Please let the Health Technician know if your child has a life threatening illness such as diabetes, seizure disorders, or severe allergies (Bees/Food).  We want to be prepared to provide safe care for your child.  Please be advised that there are no emergency medications at the school; parents are responsible for providing epipens, Benadryl (or other), glucagon and insulin.  If no supplies are provided for your student we will call 911 if there is ever a concern.  To enable us to provide safe care for your child at school, please submit the required completed form(s) found at PUSD Health Services:
  • Diabetic Management Plan
  • H-58 Potential Anaphylactic Reaction
  • H-26b Authorization to Carry Medication While at School (if applicable) OR
  • H-26 Authorization for Medication Administration While at School
Parents must come to the health office with the appropriate forms and medications if appropriate. This includes medications such as acetaminophen and ibuprofen. Please click on PUSD Health Services to download documents:
  • Authorization for Medication
  • Authorization to Carry Medication
  • Diabetic Management Plan - Parent Consent & Physician Authorization
  • Suggested Procedure in Caring for Students with Potential Anaphylactic Reaction (H-58)
  • Tdap immunization requirements
  • Other District Health Forms see PUSD Health Services.

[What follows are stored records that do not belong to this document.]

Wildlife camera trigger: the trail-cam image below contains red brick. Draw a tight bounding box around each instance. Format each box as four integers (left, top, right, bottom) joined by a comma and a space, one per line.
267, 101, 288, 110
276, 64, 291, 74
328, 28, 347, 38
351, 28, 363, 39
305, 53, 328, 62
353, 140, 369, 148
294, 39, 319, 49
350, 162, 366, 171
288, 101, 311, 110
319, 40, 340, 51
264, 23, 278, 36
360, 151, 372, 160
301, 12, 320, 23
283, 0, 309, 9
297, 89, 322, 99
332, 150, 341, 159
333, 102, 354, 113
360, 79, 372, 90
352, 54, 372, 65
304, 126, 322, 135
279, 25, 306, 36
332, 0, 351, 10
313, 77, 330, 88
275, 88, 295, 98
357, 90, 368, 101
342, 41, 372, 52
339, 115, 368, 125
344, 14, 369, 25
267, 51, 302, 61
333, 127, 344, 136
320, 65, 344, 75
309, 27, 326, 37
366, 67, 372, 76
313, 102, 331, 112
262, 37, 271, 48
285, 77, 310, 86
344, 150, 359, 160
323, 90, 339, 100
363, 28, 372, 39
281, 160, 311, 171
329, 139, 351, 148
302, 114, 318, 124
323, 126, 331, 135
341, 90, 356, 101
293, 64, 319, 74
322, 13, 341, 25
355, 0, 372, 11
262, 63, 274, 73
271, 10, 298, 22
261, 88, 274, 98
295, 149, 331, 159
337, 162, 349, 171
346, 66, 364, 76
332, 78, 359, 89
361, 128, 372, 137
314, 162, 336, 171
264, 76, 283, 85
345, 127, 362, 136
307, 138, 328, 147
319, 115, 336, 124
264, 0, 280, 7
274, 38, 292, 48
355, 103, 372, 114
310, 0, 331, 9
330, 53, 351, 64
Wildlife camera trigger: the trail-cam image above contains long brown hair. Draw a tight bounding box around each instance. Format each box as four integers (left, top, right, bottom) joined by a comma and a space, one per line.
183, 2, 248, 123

Medication may not be left with the front desk receptionist to give to the Health Technician.
Medication at school MUST have a Doctor Signature. Please do not send your child to school with medication. If they need to receive anything including over the counter medications it is required by law to have doctor and parent signed Authorization to Administer Medication. The District medical procedures are for the safety of the students. For any questions regarding this policy please call the Health Office to answer your questions. Some medication would be : Motrin, Tylenol, Albuterol, Inhalers of all types, Eye drops, Nose sprays, antibiotic ointments, Antibiotics(needed during the school day), Benadryl,etc.
According to California State law, prescription and non-prescription medications are permitted to be taken at school only with a written statement from the physician AND a written statement from the parent or guardian. The Health Office has a form available titled “Authorization for Medication Administration”.
Written information that must be provided is: · Student’s name · The name of the medication · Physician’s instructions detailing the date(s), method, amount and time medication is to be given · Parent/guardian and Physician signature.
This information is required for all medications including “over-the-counter” Tylenol, ibuprofen, cold/allergy medicines, etc. All medications MUST be labeled with the student’s name and above information, in the original Rx or OTC container.
Sunscreen, cough drops, lip balm and Vaseline, etc, must have a note from the parent on file and will also be monitored by the school personnel.

Whooping Cough/Pertussis

The entire state has recently experienced an epidemic of whooping cough cases which is the common name for pertussis. Whooping cough is a bacterial respiratory illness characterized by severe spasms of coughing that can last for several weeks or even for months. Whooping cough is usually spread from person-to-person through close contact with respiratory droplets released when a person coughs or sneezes. Whooping cough, which gets its name from the noise children make when they gasp for breath between violent coughs, can be deadly in infants under the age of 12 months. It is usually just an annoying illness in older children and adults, although it can turn into bronchitis or other lung infections.
The best way to prevent the disease is with vaccination. Infants begin receiving this vaccine at two months of age. By the time children reach young adulthood, they no longer have the immunity and require a booster. A vaccine for older children and adults became available in 2005. Parents can protect their infants and children by checking with their health care provider to make sure that all family members’ immunizations are up to date. For the most recent local information or local immunization clinics please go to the County of San Diego Public Health Department’s Immunization website.